I asked Church Boys Racing founder, Chuck Sr., about that “one thing” that personifies this car and he told me that it’s when people come up to him at shows and say, “You know, I owned one like yours and sure wish I still had it.” Well, guess what? Chuck Sr. still does!
As Church Boys devotes their attention strictly to the X-body platform, they realized the limitations, and potentials, of each and every build. If you want all the bits to do their happy dance, keep the build conservative — especially so when selecting an engine. Yes, LS power is king and a larger hp/torque number is impressive, but Chuck Sr. chose something a bit smaller, a mildly built 327ci small-block backed by another basic, the TH350. Completing the drivetrain package is a Moser 12-bolt with 3.55 gear ratio.

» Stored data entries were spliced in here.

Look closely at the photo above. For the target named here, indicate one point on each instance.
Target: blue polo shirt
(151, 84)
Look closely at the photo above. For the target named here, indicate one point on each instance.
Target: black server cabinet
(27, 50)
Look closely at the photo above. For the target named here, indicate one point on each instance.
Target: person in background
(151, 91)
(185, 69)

My driving impressions were exactly what I’d imagined, as the little Nova exhibited great power and traction for a “small-tire’d” car. Yes, rubber rules on the big track and faster autocross courses, but what’s so cool about a small-tire’d car is you can get frisky and stretch traction like a loooong pull of your favorite flavor of salt water taffy.
A car like this doesn’t bite, it nibbles gently at the limits of traction and allows me the luxury of working my way into and out of corners, and down the straights. I loved the brakes and no matter how hard I pressed that pedal, no fade was ever encountered. The shock settings appeared fine and the car exhibited no bounciness or the opposite, roughness or jacking, on the bumpy sections of the track. Overall, the car was pretty easy to drive once I met, then dealt with, slower than desired steering.

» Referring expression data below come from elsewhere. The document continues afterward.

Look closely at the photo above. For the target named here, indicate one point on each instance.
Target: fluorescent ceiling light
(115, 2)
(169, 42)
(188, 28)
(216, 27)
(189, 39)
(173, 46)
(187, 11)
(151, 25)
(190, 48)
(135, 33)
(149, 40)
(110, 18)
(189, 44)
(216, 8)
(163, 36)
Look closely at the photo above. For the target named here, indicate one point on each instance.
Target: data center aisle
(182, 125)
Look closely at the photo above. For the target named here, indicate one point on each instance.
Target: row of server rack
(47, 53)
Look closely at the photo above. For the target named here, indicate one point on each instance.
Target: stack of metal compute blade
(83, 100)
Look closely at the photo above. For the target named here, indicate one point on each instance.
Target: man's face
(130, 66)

The suspension build of this particular Nova exceeds my expectations for a car that will be street driven and enjoyed as a pleasure vehicle. The ride was compliant and my cool-down “road evaluation” at a slower speed found me back in pleasure mode with a grin from ear-to-ear. Church Boys Racing brought yet another superstar for our testing and consideration, and overall, this car was a joy to drive.
What Makes It Handle
Suspension Package: Church Boys Racing Phase II package
Front Suspension: Upper and lower tubular control arms with fully adjustable rod ends, Howe ball joints, front 1 1/8-inch tubular sway bar, billet tie-rod sleeves, and double-adjustable Viking coilovers. ATS spindles with C6 Corvette bearings. Fully bolt-in.
Steering: Power rack-and-pinion conversion system.

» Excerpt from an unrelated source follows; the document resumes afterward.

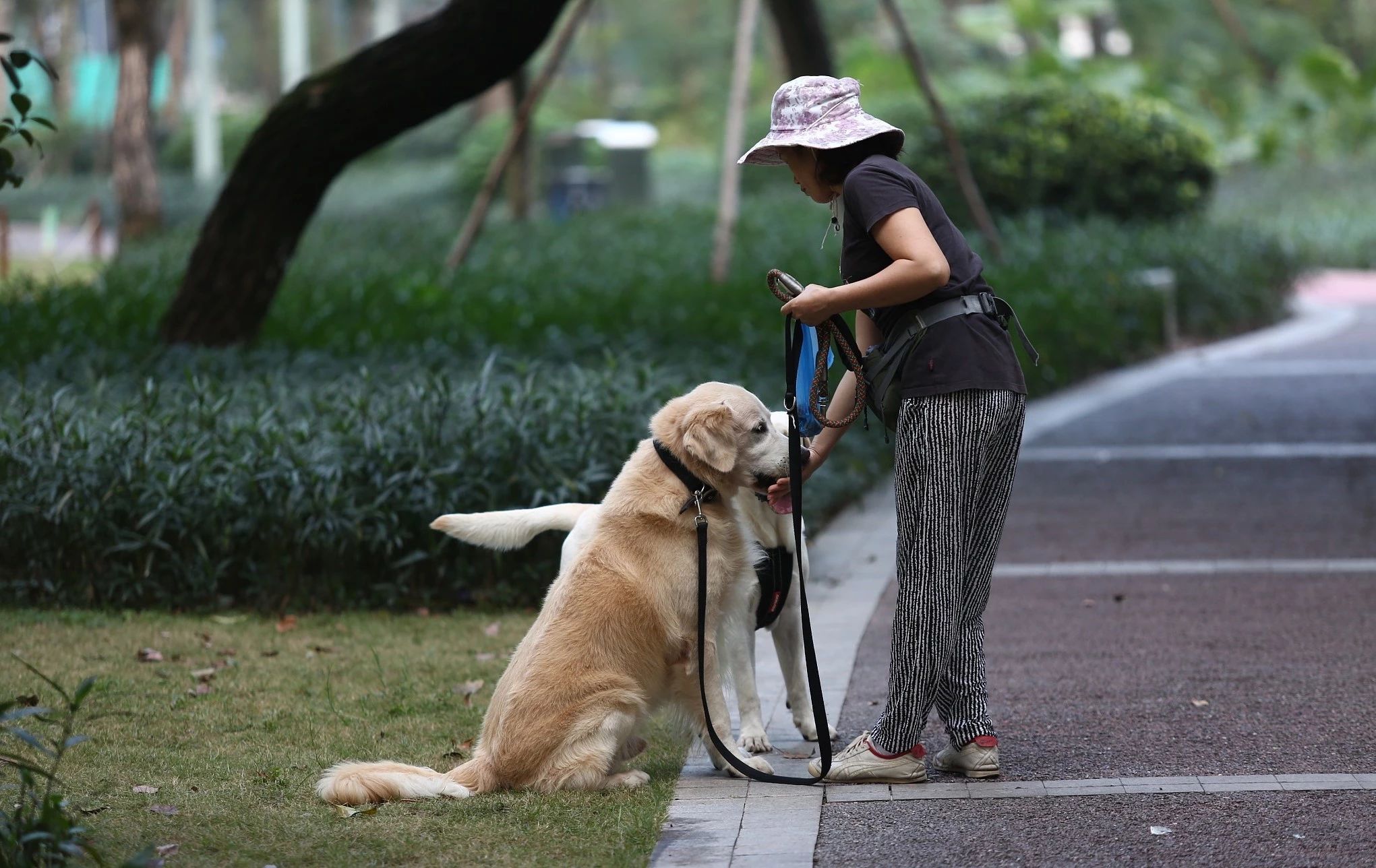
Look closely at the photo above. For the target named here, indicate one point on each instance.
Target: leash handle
(785, 286)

Brakes: Wilwood 13-inch slotted/drilled rotors with six-piston calipers front and 12-inch slotted/drilled rotors with four-piston calipers rear. Wilwood 1-inch bore billet master.
Rear Suspension: Triangulated four-link kit with double-adjustable Viking coilovers. Small amount of welding and fabrication.
Tires: Falken Azenis RT615K 235/40/18 front, 255/40/18 rear
Wheels: Billet Specialties Razor 18x8 front, 18x8 rear
|How’d It Stack Up?|
|Slalom Average Speed||Skidpad Lateral g’s||Road Course Lap Time|
|1968 Chevy Nova||46.6 mph||0.93 g||01:58.9|
|2015 Camaro SS 1LE||47.2 mph||0.96 g||01:53.7|
We put the Church Boys Racing Nova through the wringer on the 420-foot slalom course, the Streets of Willow Springs road course, and the skidpad. And, because some of those numbers are a little ambiguous for those not familiar with the slalom or road course, we paired the car against a 2015 Camaro SS 1LE (which is GM’s Track Pack) for comparison. The Nova stayed near the 1LE in the slalom and skidpad tests, but the 1LE’s mix of high-tech wonders like stability control and ABS pushed it ahead on the road course. Overall the little Nova put down strong numbers considering how bad a stock early Nova is when it comes to anything handling related.